Hi Virgil. I found my experience to be the same as your. I can get a really good CA only finish, but a little more sanding and coats are need.

Using the BLO combination, I only apply 4 coats, hardly sand, but achieve a semi-gloss finish at best. Thanks for your reply


----------



## yaroslaw (Mar 17, 2015)

I use only CA/BLO process, but I changed BLO in it to pure Walnut Oil (food grade). 
I like it more, and walnut oil doesn't go yellow with time.
I use accelerator sometimes when I feel a need (as walnut oil has none in it, and BLO has).

But I have some problems on mixed media (casted objects) that I haven't figured out what causes them.

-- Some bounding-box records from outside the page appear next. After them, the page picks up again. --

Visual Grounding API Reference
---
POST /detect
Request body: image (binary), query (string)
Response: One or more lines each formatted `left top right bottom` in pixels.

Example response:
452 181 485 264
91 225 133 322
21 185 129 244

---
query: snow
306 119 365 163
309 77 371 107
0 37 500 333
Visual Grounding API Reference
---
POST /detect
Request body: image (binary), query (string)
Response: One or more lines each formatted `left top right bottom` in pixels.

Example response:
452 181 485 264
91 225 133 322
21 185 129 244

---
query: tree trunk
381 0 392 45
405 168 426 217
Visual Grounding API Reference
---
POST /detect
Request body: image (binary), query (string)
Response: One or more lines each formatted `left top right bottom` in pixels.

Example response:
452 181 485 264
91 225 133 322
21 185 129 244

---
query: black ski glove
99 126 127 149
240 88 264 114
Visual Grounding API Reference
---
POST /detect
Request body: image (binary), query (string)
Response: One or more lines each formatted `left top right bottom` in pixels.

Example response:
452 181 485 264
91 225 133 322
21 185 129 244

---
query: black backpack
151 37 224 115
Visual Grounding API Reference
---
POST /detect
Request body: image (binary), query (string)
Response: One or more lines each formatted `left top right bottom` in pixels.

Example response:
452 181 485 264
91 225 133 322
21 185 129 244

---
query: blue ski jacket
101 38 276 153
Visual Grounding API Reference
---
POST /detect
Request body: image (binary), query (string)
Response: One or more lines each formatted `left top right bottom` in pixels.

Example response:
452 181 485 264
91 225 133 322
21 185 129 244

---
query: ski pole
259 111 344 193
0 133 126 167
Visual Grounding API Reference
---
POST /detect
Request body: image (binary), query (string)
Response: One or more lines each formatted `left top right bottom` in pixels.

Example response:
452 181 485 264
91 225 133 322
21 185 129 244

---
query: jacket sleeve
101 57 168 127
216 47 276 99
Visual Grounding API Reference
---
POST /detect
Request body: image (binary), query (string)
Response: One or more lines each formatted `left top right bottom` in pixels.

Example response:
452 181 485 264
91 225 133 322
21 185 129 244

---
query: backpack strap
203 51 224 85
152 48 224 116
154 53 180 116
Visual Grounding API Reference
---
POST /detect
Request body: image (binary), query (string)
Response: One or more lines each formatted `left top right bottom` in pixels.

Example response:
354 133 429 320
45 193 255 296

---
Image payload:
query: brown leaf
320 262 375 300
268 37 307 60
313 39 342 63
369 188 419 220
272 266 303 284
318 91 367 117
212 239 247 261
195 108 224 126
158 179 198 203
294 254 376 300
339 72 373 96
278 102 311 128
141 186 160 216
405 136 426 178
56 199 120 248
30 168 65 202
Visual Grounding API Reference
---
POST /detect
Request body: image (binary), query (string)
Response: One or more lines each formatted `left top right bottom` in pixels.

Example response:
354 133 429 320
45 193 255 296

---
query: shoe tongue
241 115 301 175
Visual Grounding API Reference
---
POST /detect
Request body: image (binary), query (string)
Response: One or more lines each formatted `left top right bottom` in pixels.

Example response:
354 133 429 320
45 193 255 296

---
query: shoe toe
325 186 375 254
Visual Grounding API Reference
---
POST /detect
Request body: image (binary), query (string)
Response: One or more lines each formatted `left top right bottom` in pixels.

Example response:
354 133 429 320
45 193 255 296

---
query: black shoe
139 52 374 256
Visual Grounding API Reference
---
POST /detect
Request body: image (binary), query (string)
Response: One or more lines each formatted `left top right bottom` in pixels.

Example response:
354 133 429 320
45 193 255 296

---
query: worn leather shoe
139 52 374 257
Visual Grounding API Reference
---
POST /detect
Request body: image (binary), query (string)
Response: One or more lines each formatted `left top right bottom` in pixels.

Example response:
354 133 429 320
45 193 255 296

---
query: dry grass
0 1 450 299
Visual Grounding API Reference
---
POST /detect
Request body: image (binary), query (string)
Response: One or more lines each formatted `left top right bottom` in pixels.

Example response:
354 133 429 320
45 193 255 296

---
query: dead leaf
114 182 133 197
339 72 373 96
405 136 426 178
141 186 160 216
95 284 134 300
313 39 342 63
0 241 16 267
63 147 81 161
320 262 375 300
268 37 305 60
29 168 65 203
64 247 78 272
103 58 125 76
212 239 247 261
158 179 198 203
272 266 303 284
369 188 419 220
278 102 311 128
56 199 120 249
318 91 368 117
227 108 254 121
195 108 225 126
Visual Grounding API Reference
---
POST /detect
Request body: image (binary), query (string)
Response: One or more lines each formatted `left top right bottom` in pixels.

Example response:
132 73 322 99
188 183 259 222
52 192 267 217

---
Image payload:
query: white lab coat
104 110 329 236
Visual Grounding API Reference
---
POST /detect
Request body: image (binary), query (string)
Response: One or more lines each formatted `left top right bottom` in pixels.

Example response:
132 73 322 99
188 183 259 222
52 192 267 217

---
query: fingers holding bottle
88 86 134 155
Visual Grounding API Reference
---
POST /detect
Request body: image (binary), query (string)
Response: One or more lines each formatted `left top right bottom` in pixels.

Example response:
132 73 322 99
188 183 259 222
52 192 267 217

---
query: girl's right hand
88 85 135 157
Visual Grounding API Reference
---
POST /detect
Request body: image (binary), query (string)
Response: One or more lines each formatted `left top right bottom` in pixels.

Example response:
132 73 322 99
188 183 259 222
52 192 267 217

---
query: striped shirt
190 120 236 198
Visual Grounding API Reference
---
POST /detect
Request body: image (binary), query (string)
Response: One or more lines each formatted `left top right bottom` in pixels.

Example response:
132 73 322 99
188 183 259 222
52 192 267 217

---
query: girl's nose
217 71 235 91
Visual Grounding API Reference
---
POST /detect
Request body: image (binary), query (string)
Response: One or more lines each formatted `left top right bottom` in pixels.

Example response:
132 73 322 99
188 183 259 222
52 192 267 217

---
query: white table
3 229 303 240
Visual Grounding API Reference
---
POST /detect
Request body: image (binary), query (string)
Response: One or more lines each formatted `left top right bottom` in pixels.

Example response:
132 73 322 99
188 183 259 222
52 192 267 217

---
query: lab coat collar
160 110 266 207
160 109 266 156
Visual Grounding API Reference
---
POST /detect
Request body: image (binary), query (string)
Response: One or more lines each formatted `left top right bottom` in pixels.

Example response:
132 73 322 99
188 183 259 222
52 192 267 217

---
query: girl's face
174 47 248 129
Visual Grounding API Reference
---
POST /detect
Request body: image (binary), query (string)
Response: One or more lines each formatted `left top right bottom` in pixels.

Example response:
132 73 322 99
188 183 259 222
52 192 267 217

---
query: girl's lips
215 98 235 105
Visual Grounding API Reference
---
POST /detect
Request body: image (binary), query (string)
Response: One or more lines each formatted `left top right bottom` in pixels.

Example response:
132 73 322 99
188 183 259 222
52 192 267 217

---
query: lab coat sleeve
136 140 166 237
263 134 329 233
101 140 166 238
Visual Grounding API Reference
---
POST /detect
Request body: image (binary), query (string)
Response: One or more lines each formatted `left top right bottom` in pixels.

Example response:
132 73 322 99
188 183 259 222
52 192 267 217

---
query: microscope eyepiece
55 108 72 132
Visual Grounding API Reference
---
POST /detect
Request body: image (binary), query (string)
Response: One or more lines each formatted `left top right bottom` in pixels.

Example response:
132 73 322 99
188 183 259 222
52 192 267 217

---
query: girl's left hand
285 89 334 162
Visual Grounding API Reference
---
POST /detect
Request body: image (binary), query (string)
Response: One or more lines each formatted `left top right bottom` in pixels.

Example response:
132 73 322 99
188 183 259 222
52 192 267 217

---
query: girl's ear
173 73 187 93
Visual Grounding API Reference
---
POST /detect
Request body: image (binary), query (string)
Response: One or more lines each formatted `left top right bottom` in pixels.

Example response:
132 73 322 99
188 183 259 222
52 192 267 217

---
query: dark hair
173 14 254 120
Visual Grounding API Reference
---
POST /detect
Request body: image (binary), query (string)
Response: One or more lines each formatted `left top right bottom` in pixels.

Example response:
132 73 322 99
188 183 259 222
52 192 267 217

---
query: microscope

CA/BLO can be applyed after some CA coats, actually, it smoothes first rough CA coats really well, but you still need to sand. I found out that only some materials (maple, for example) gives with CA/BLO almost perfect finish that can be just polished.


----------



## TonyL (Mar 17, 2015)

Thank you.


----------



## ripjack13 (Mar 21, 2015)

That is a good video. Even though it's 6 years old, it still helped me to finish better.


----------



## keithbyrd (Mar 21, 2015)

I dont remember where I read it but probably in the library a few years ago.  I started out with the CA/BLO method.  I was under the impression that the BLO acts as an accelerator for the CA.  When its spinning and you rub it until its dry/polished there really is no sanding needed.  Straight CA you cant get away with that. I quit doing it because I was having trouble with consistency.  I would get cloudy spots in 50% of the pens within a couple of days.  I never could find out what caused that so I just quit doing it.
However this thread has piqued my interest and I may pull it out and try it again - been about 4 years since I've tried it!


----------



## ripjack13 (Mar 22, 2015)

keithbyrd said:


> I quit doing it because I was having trouble with consistency.  I would get cloudy spots in 50% of the pens within a couple of days.  I never could find out what caused that so I just quit doing it.

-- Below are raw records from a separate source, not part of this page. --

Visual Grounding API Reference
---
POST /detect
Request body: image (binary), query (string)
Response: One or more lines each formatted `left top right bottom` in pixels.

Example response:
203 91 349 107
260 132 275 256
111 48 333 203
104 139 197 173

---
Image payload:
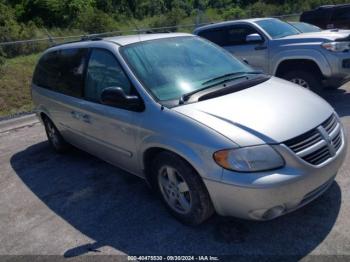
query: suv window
199 25 258 46
198 29 227 46
332 7 350 22
33 48 87 97
84 49 132 102
226 26 258 45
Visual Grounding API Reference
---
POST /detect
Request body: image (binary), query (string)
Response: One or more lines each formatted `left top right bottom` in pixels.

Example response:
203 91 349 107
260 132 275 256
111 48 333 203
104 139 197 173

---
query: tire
152 152 214 225
43 117 69 153
282 70 323 93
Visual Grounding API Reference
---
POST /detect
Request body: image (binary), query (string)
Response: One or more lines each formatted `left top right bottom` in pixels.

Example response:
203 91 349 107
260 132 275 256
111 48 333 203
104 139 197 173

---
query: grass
0 54 39 116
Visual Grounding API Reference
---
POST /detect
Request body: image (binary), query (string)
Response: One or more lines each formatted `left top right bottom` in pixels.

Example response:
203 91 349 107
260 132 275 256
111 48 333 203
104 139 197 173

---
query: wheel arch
271 50 332 77
140 143 209 186
274 59 323 78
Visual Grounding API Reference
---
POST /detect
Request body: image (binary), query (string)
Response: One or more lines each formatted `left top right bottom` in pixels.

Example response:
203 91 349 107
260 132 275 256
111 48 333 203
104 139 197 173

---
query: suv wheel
283 71 323 93
152 152 214 225
43 117 69 153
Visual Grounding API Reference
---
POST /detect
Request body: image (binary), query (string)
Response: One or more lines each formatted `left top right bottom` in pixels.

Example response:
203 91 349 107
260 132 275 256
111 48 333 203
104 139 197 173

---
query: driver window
84 49 131 102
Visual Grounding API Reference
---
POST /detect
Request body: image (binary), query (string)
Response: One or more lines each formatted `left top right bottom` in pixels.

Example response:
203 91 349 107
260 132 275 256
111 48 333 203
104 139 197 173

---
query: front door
78 49 142 173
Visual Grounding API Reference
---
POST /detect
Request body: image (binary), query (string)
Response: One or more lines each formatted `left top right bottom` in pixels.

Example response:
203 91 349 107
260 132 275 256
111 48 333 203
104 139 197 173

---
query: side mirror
101 87 144 111
245 33 264 43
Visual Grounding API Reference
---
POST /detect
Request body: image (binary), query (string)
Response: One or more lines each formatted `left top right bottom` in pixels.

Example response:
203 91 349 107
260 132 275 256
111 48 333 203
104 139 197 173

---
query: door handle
82 114 90 123
70 111 80 119
255 45 267 50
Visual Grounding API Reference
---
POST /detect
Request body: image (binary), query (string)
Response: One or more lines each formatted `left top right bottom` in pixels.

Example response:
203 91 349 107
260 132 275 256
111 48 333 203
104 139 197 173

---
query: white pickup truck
194 18 350 91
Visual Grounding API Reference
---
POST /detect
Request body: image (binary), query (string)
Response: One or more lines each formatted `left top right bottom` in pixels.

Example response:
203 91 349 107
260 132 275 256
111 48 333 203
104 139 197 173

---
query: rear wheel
282 70 323 93
152 152 214 225
43 117 69 153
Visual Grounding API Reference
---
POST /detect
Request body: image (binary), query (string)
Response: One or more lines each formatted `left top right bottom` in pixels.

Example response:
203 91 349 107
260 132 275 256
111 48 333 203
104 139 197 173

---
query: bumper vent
284 115 343 166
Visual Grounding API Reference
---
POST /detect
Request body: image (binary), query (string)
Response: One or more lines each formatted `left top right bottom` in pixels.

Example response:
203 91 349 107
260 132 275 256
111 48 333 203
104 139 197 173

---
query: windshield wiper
179 71 262 105
202 71 262 86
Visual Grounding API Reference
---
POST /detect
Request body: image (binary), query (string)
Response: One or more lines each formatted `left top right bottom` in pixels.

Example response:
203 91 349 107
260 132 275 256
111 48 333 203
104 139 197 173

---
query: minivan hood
173 77 334 146
282 30 350 41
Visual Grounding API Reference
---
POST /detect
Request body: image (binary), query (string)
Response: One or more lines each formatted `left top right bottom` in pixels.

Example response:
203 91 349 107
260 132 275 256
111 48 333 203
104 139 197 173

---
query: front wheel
153 152 214 225
282 70 323 93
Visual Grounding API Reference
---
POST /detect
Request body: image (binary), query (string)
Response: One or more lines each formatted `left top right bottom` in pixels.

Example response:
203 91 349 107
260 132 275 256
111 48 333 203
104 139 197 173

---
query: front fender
270 49 332 77
138 135 222 180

I think the cloudy spots are from moisture in the wood, or material you are using.

Anyone feel free to correct me if I'm mistaken about that...


----------



## keithbyrd (Mar 22, 2015)

ripjack13 said:


> keithbyrd said:
> 
> 
> > I quit doing it because I was having trouble with consistency.  I would get cloudy spots in 50% of the pens within a couple of days.  I never could find out what caused that so I just quit doing it.
> ...



Thats what I thought too but I made 2-3 pens out of the same wood and some of the wood was in my shop 2+ years cut as pen blanks and sometimes I got the cloudy spots and others I didn't.  Gonna give it another shot and see what happens.


----------



## TonyL (Mar 22, 2015)

I have only finished one pen that way. My only objections in that I can't get a high gloss finish; I do get a semi-gloss finish which I like (others noted the same). I am going to make six or so olive wood pens that way for my Bible group. That will be a decent test. I like the lack of sanding involved. Time will tell.


----------



## jlnel (Mar 28, 2015)

great video, thanks for the link.


----------